Not Me - frequent visitor to our home. Doesn't stay long but seems to be one of the most unruly and uncooperative of the bunch. Prone to leaving wet towels on floor, dirty dishes in sink and empty milk cartons in fridge.
I Don't Know - The most mysterious of all the inhabitants of our home, I Don't Know is behind any number of household infractions.

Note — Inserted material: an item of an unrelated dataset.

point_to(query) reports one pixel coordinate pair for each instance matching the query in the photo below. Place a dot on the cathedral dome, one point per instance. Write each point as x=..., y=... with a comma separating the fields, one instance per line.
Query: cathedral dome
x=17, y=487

Leaves doors open and unlocked when coming and going (must have been born in a barn), spills things on the rugs, breaks cell phones, dishes, wine glasses, etc.. NEVER cleans up after mishaps - just slides off into the night.. like I said, mysterious.
After lengthy questioning of all the usual suspects it seems that Not Me and I Don't Know are to blame for the pillow massacre.
I spent a rainy afternoon repairing the damage and now all is well in the Family Room once again.
Spending all that time with the pillows reminded me of Magic Potato Pillows.
The way these potatoes puff when you cook them will remind you of Magic AND Throw Pillows, only tastier.
Magic Potato Pillows: (makes about 16 pillows - enough for 3-4 people)
4 large baking potatoes
oil for frying (I like peanut, but canola is fine too)
Salt for sprinkling
This is tricky.
Cut the potatoes (unpeeled) into rectangular blocks, by slicing off each side of the potato.
Then slice the potato about an 1/8 inch thick.
While the potatoes are soaking, start heating up your oil. Pour about 2 inches into a pan, and heat to 285 degrees.
Pat your potato slices really, really dry on paper towels and add them to the hot oil. Cook them for about 3 minutes, until they are just soft but not browned. Remove from oil and drain on paper towels.
Crank the oil up to 350 degrees. Put the potatoes back into the oil and POOF! The potatoes will puff up like little throw pillows. Cook the potatoes until they are crisp and brown - this will only take a minute or so.
Drain on paper towels, salt while still a bit wet and enjoy! You only need 3 or 4 potato puffs per person.
A Cook's Notes: do not invite Not Me or I Don't Know over - besides being destructive, they are also gluttons and will eat the entire batch while your back is turned and before you can get a picture.